Asia Pacific Developments
Shandong Oil Port Moves to Tighten Access for Shadow Fleet Subject to Sanctions
In an effort aimed at vessels carrying sanctioned crude oil from sensitive suppliers from Iran, terminal operators at Qingdao Port in Shandong province — a key crude import hub that handles about one‑sixth of China’s total oil shipments — reportedly announced on September 29, 2025 their plans to bar shadow fleet vessels. They will also limit port calls by older tankers. According to a notice seen by Reuters and confirmed by a tanker‑tracking source, the new rules, set to take effect on November 1, will prohibit vessels “using fake International Maritime Organization numbers and ships of 31 years or older.” Vessels with expired or invalid international certificates, or a record of pollution or accidents in the past three years, will be barred. A new risk‑scoring system will assess factors such as vessel age, classification society, and pollution liability insurance coverage, with ships scoring below 55 points classified as high‑risk and denied entry. These tankers often operate under opaque ownership structures, change flags frequently, and present incomplete documentation, making them difficult to vet and increasing both safety and compliance risks. Once enforced, the restrictions are expected to reshape tanker traffic into Shandong, so charterers relying on older ships will face stricter pre‑arrival checks, possible rerouting to more lenient ports, and higher freight rates for compliant, well‑documented tonnage.
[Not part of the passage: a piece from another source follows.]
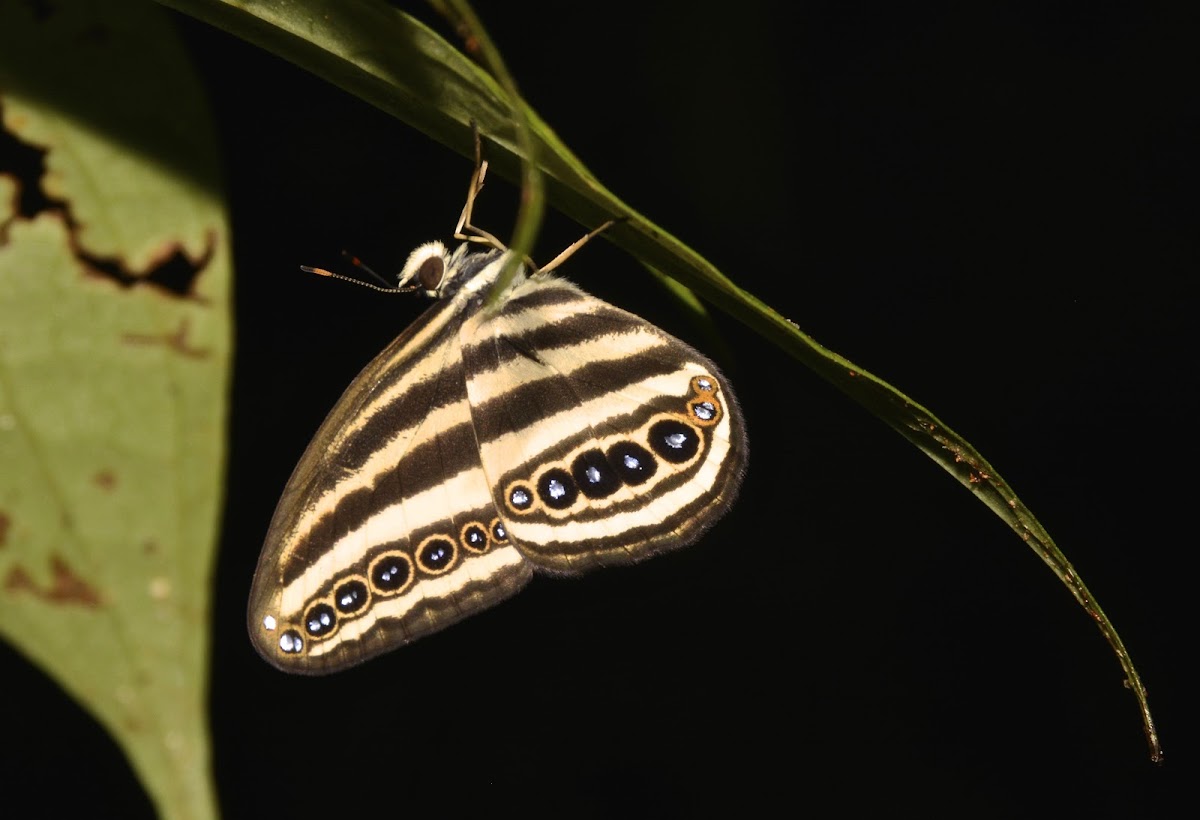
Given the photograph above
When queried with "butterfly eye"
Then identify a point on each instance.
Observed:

Taiwan Emerges as Largest Buyer of Russian Naphtha Despite Sanctions
Despite Taiwan’s alignment with Ukraine and its participation in sanctions against Moscow following Russia’s 2022 invasion, the Centre for Research on Energy and Clean Air reported on October 1, 2025, that Taiwan had become the world’s leading importer of Russian naphtha. Taiwan has purchased $1.3 billion worth of naptha in the first half of the year — a monthly average nearly six times higher than in 2022 and 44% more than in the same period of 2024. Naphtha, a crude oil derivative, is essential to Taiwan’s semiconductor industry. While state-owned firms have cut Russian coal and naphtha imports, private companies have ramped them up, with Formosa Petrochemical Corporation boosting its reliance from 9% before the invasion to 90% in early 2025, making it the top buyer worldwide. Analysts warn that the dependence weakens Taiwan’s credibility with allies, funds Russia’s war effort, and risks higher US secondary tariffs that could hit key exports.
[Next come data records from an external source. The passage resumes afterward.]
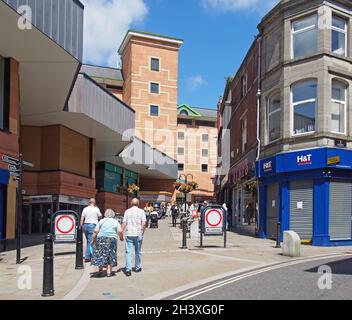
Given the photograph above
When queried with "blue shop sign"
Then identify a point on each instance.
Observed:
(305, 160)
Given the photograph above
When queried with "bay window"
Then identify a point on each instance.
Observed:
(4, 93)
(304, 102)
(305, 37)
(339, 36)
(338, 107)
(274, 117)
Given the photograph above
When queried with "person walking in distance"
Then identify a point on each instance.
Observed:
(89, 220)
(133, 226)
(104, 241)
(174, 213)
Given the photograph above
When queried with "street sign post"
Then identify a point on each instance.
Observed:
(15, 167)
(213, 222)
(65, 225)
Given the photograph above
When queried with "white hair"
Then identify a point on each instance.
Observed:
(109, 213)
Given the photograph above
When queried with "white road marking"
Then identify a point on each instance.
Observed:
(220, 284)
(81, 285)
(227, 257)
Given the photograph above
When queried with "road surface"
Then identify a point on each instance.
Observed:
(298, 281)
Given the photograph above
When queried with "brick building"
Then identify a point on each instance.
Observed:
(238, 112)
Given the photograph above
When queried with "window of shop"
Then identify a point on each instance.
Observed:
(338, 107)
(4, 103)
(181, 135)
(154, 87)
(305, 37)
(304, 101)
(339, 36)
(274, 117)
(155, 64)
(131, 177)
(154, 111)
(181, 151)
(244, 81)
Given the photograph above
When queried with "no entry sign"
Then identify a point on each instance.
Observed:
(214, 221)
(65, 228)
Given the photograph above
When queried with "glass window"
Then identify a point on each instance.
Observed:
(181, 135)
(274, 117)
(155, 64)
(339, 38)
(244, 85)
(181, 151)
(305, 36)
(154, 87)
(154, 111)
(338, 107)
(244, 134)
(304, 101)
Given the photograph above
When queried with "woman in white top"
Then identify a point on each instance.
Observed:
(89, 219)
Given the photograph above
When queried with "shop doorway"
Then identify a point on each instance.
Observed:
(2, 212)
(272, 210)
(340, 222)
(301, 209)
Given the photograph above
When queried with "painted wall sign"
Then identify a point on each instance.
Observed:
(268, 166)
(305, 159)
(334, 160)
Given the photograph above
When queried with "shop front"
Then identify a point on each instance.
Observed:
(4, 180)
(309, 192)
(38, 210)
(243, 192)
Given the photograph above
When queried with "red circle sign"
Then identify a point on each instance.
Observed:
(66, 226)
(213, 220)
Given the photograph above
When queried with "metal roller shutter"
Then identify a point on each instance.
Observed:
(301, 208)
(340, 211)
(272, 210)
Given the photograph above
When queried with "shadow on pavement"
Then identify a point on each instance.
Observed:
(338, 267)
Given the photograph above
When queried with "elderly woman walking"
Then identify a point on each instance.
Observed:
(104, 242)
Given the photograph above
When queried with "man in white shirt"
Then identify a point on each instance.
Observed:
(133, 226)
(89, 220)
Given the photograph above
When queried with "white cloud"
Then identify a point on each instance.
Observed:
(195, 82)
(238, 5)
(105, 24)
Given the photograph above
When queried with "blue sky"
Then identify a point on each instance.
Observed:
(216, 34)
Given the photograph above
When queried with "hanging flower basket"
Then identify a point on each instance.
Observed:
(133, 189)
(186, 188)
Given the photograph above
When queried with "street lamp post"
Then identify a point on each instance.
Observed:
(186, 176)
(184, 223)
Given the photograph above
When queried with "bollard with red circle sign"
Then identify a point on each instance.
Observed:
(213, 222)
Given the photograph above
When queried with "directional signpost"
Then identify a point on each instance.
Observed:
(213, 222)
(15, 167)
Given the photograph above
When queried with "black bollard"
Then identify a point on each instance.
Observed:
(278, 235)
(48, 267)
(79, 249)
(184, 234)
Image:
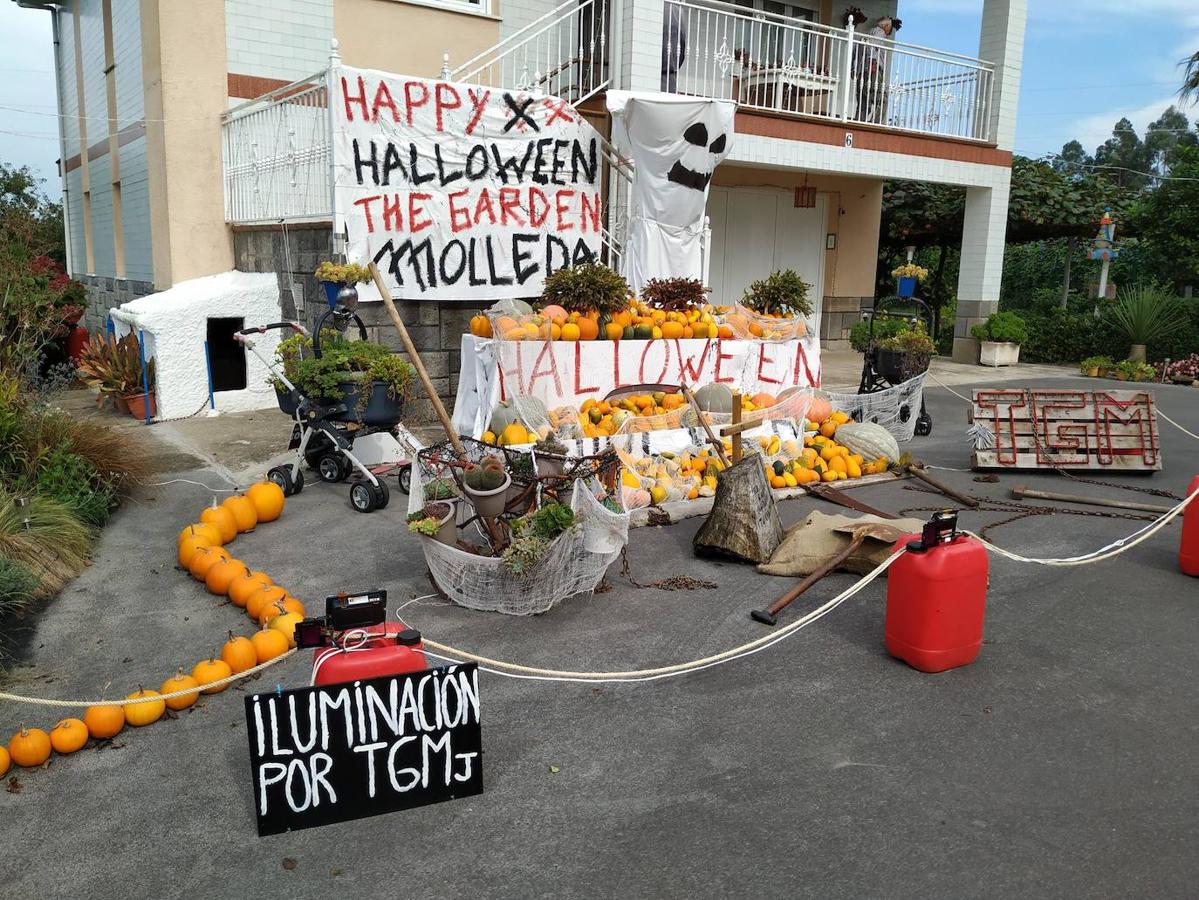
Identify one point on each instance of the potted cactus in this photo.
(486, 484)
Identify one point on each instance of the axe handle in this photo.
(832, 563)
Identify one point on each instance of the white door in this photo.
(759, 230)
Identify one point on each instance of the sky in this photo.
(1086, 64)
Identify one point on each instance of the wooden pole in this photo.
(415, 357)
(708, 429)
(736, 420)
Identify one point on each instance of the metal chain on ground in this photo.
(172, 695)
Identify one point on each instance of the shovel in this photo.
(877, 531)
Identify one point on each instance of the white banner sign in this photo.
(565, 373)
(461, 192)
(675, 144)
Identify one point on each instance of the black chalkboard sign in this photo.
(355, 749)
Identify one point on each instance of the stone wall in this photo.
(837, 316)
(435, 328)
(104, 293)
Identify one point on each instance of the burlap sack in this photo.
(812, 542)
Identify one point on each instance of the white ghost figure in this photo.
(675, 144)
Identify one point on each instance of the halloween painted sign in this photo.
(675, 144)
(461, 192)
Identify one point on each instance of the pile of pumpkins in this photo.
(638, 322)
(200, 549)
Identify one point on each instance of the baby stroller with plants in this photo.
(348, 406)
(898, 349)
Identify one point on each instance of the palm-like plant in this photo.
(1145, 314)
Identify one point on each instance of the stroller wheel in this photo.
(332, 467)
(282, 476)
(366, 497)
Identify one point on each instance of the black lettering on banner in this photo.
(341, 751)
(518, 258)
(519, 113)
(477, 163)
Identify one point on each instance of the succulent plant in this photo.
(486, 476)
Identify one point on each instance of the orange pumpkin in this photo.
(481, 326)
(205, 530)
(145, 713)
(242, 587)
(180, 681)
(239, 653)
(819, 409)
(210, 670)
(221, 575)
(68, 736)
(243, 512)
(267, 499)
(222, 520)
(187, 548)
(204, 559)
(285, 624)
(104, 722)
(264, 598)
(269, 644)
(29, 747)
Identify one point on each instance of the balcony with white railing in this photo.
(790, 66)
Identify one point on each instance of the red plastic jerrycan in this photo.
(1188, 551)
(937, 597)
(390, 650)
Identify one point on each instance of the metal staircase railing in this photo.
(564, 53)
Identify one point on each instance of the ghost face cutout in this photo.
(699, 158)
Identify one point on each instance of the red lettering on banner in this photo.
(562, 210)
(459, 217)
(688, 369)
(383, 98)
(666, 362)
(392, 217)
(365, 203)
(801, 364)
(510, 204)
(535, 218)
(410, 101)
(414, 211)
(547, 349)
(590, 212)
(441, 95)
(477, 104)
(721, 356)
(558, 109)
(361, 100)
(761, 364)
(578, 370)
(484, 205)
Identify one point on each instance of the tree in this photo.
(1125, 156)
(1167, 219)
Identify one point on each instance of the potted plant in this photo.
(435, 519)
(905, 354)
(1144, 314)
(550, 455)
(1000, 336)
(339, 279)
(907, 277)
(486, 484)
(1126, 370)
(782, 295)
(369, 379)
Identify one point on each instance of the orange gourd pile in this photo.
(200, 551)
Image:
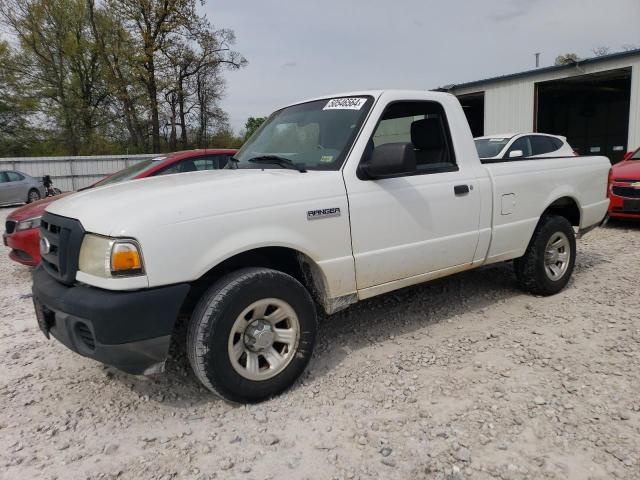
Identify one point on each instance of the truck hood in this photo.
(124, 208)
(629, 169)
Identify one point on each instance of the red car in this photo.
(22, 233)
(624, 187)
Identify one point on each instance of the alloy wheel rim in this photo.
(264, 339)
(556, 256)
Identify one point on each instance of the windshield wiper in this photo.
(277, 160)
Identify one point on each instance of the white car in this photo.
(333, 200)
(18, 187)
(494, 148)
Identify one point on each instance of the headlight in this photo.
(28, 224)
(110, 257)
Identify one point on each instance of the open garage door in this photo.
(592, 111)
(473, 106)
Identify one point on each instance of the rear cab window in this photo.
(490, 147)
(424, 125)
(541, 145)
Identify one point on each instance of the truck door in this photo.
(417, 223)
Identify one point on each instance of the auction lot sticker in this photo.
(347, 103)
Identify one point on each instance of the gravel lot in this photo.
(465, 377)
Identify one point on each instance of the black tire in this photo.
(530, 269)
(33, 195)
(212, 322)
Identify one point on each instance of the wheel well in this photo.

Japan Reimposes UN Sanctions on Iran While Pushing for Diplomatic Resolution
On October 2, 2025, Japan’s foreign minister joined G7 counterparts and the European Union’s High Representative in issuing a joint statement backing the E3’s move to trigger the UN “snapback” mechanism, reinstating sanctions on Iran over its nuclear program. The coordinated action followed Japan’s September 28 announcement that it would reimpose economic sanctions in line with the UN Security Council’s decision to restore measures lifted in 2015 under Resolution 2231. Tokyo reportedly designated the freezing of assets belonging to 78 organizations and 43 individuals linked to Tehran, citing the need to prevent the development of nuclear weapons. Chief Cabinet Secretary Yoshimasa Hayashi called the situation a “crossroads” and stressed the importance of keeping diplomatic channels open, reaffirming Japan’s commitment to dialogue while implementing the UN decision.